Rue Bricabrac, voile, photo

photo Kulhanak

Le sujet qui fâche, à propos du voile, le voilà. Impossible de ne pas s'étendre, par analogie au moins, sur ce voile qu'on a voulu appeler foulard comme si le tchador avait quelque rapport - même cousin à la mode de Bretagne - avec le carré Hermès ou les coiffes des martiniquaises. Ce tchador, un peu étoffé, devient burqa. En cuir, ou en latex, c'est une cagoule. Dans les deux cas, j'entends la même chose. Et je n'aime pas du tout ce que ça me raconte.

Rue Bricabrac, voile, Belphegor

Les voiles, si affriolants, ne sont plus des dentelles, ni des mousselines (mousselines de soie, mes madeleines, déjà enfant, je m'enveloppais dans celles de ma mère, qui en avait de toutes couleurs, si légères, si gigantesques pour moi qui étais si petite, fragancée en Femme de Rochas, capiteuses autant qu'aériennes, matières à tous les costumes du monde, cheik ou Shéhérazade selon l'humeur...).
Ceux dont il est question aujourd'hui sont de lourds suaires, du drap plombé au tombé sans détours. De celui qui faisait une carapace effrayante à Belphégor, momie fantôme du Louvre, néfaste créature remontée des enfers qui aurait troqué ses bandelettes pour cet épouvantable rideau.

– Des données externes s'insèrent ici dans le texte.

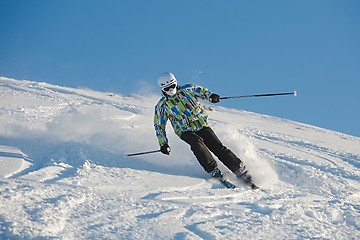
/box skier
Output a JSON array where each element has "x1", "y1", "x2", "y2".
[{"x1": 153, "y1": 72, "x2": 258, "y2": 189}]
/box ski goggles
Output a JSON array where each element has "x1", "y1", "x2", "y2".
[{"x1": 163, "y1": 83, "x2": 177, "y2": 92}]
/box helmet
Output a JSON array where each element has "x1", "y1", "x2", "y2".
[
  {"x1": 157, "y1": 72, "x2": 177, "y2": 89},
  {"x1": 157, "y1": 72, "x2": 178, "y2": 96}
]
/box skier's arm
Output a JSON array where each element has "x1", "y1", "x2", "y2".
[
  {"x1": 186, "y1": 84, "x2": 215, "y2": 101},
  {"x1": 154, "y1": 104, "x2": 169, "y2": 146}
]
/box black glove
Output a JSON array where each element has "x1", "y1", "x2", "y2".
[
  {"x1": 160, "y1": 144, "x2": 171, "y2": 155},
  {"x1": 209, "y1": 93, "x2": 220, "y2": 103}
]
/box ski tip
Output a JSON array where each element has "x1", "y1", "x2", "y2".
[
  {"x1": 223, "y1": 181, "x2": 236, "y2": 189},
  {"x1": 251, "y1": 183, "x2": 260, "y2": 190}
]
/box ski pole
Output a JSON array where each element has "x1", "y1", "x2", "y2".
[
  {"x1": 126, "y1": 149, "x2": 161, "y2": 157},
  {"x1": 220, "y1": 90, "x2": 298, "y2": 100}
]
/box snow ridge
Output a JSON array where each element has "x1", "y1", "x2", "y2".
[{"x1": 0, "y1": 77, "x2": 359, "y2": 239}]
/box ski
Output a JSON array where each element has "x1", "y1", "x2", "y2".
[
  {"x1": 251, "y1": 183, "x2": 260, "y2": 190},
  {"x1": 215, "y1": 177, "x2": 260, "y2": 190},
  {"x1": 216, "y1": 176, "x2": 236, "y2": 189}
]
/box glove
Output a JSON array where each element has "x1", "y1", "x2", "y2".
[
  {"x1": 160, "y1": 144, "x2": 171, "y2": 155},
  {"x1": 209, "y1": 93, "x2": 220, "y2": 103}
]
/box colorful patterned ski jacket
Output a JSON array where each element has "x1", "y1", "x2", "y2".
[{"x1": 154, "y1": 84, "x2": 214, "y2": 146}]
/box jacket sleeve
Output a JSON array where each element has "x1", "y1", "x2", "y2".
[
  {"x1": 154, "y1": 103, "x2": 169, "y2": 146},
  {"x1": 186, "y1": 84, "x2": 213, "y2": 101}
]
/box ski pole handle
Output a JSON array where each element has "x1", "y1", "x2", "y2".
[
  {"x1": 220, "y1": 91, "x2": 298, "y2": 100},
  {"x1": 126, "y1": 150, "x2": 161, "y2": 157}
]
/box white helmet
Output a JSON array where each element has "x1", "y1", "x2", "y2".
[{"x1": 157, "y1": 72, "x2": 178, "y2": 96}]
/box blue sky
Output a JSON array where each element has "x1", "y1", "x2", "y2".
[{"x1": 1, "y1": 0, "x2": 359, "y2": 136}]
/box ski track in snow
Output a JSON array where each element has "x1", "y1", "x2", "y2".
[{"x1": 0, "y1": 77, "x2": 359, "y2": 239}]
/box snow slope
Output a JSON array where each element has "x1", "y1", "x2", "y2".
[{"x1": 0, "y1": 77, "x2": 359, "y2": 239}]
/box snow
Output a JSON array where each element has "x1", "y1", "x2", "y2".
[
  {"x1": 0, "y1": 76, "x2": 359, "y2": 239},
  {"x1": 0, "y1": 145, "x2": 31, "y2": 178}
]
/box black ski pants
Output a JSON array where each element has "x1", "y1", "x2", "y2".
[{"x1": 180, "y1": 127, "x2": 242, "y2": 173}]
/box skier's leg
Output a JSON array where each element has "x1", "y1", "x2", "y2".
[
  {"x1": 181, "y1": 131, "x2": 217, "y2": 173},
  {"x1": 197, "y1": 127, "x2": 244, "y2": 173},
  {"x1": 197, "y1": 128, "x2": 258, "y2": 188}
]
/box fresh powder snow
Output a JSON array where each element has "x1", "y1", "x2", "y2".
[{"x1": 0, "y1": 77, "x2": 359, "y2": 239}]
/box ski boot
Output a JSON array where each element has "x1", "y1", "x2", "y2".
[
  {"x1": 210, "y1": 167, "x2": 236, "y2": 189},
  {"x1": 210, "y1": 167, "x2": 223, "y2": 178},
  {"x1": 235, "y1": 168, "x2": 259, "y2": 190}
]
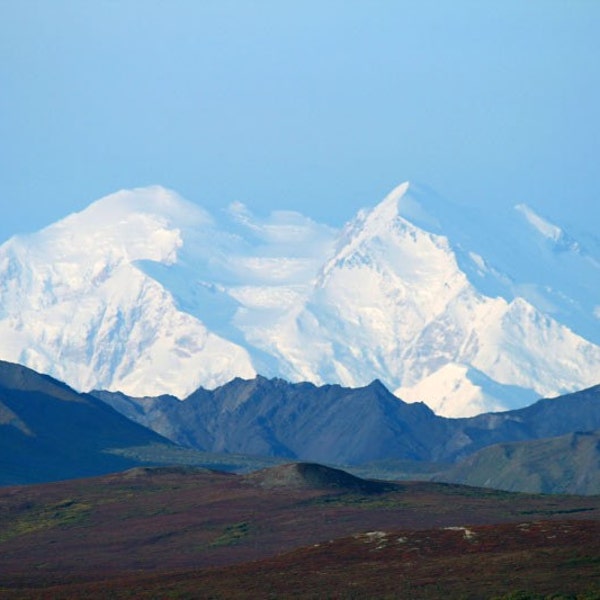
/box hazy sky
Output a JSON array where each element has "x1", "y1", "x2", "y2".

Rue Bricabrac, voile, burqa

photo Chrisuk

Je l'ai dit, je me garderai bien de faire rimer dominant avec taliban. Simplement, dans la pratique, dans ce besoin de cacher les yeux ou la tête de la femme, je ne peux lire que la même négation. L. m'a envoyé un jour des photos de sa femme en larmes, en précisant à quel point il la trouvait belle ainsi, en ajoutant des mots très durs pour ceux qui bandaient les yeux de leur soumise pour ne pas avoir à voir ces larmes. À mon avis, il n'y a pas que les larmes qu'ils ne veulent pas regarder. Peut-être n'ont-ils pas envie de savoir leur jouissance. Ou plus sûrement, ils ne veulent pas qu'elles puissent être les témoins de leur jouissance à eux, de leurs peurs et paniques devant cet ouragan de sentiments contrastés que font naître les jeux sm. Dans les temps passés, les bourreaux étaient ceux qui portaient la cagoule. Dans nos jeux, c'est l'inverse. Le bourreau, sado ou dominamant, est connu de sa suppliciée volontaire, il n'a plus à se cacher. En revanche, il peut avoir envie de diminuer celle qui pourrait lire en lui.
Et plus loin, à la nier. Je te cache, je te recouvre, tu n'existes plus... tout à fait. Je te dépossède de ton identité. Je te la vole d'un voile devenu éteignoir. Le bandeau, synecdoque du voile, permet de laisser la bouche libre, puisque la femme n'est plus qu'un trio de trous, une entité toujours féminine mais possiblement interchangeable.
Sous un voile opaque, je suis une, je ne suis plus là. Je ne suis pas non plus tout à fait là.

Rue Bricabrac, voile, tchador

photo Chrisuk

Je pense aussi à celles qui ont un "nom de soumise". Chiennetruc, Biduleslut, ou un joli prénom, Lolalou, ou un surnom chantant, Sinueuse... Il peut servir à bien marquer la frontière entre la vie sociale et la vie sexuelle, nous savons combien il est parfois dangereux d'abolir cette ligne blanche. Je n'arrive pourtant pas à m'ôter de la tête qu'en me renommant, on me gomme. Mon vrai moi, il est pareillement présent quand je suis à tes genoux que quand je suis en réunion de travail. Ma posture, mon état d'esprit... ne sont pas les mêmes. Une identité n'est pas un jeu de Lego, on ne s'amuse pas à taper du pied dedans sous prétexte de mieux la reconstruire, à sa main. Le cas échéant, on se modèle, avec le temps, au contact l'un de l'autre, comme des galets. La femme n'est pas de l'argile dont on croit faire les golems, on ne la crée pas par l'occupation, par l'oppression. Et ce n'est pas en l'étouffant dans un cocon qu'on lui fera croire qu'elle est chrysalide. Assez de mensonges !

Et puis j'ai toujours, si je ne veux pas, plus voir, le loisir de fermer les yeux. Et j'aime quand tu exiges que je les ouvre, que je t'observe te branler et jouir sur moi (s'il y a un jeu qui consiste à caser "éjac faciale" dans un texte, je pense qu'ici, il est bien placé), que je me calcule telle que tes mains m'ont façonnée, bondée, dilatée.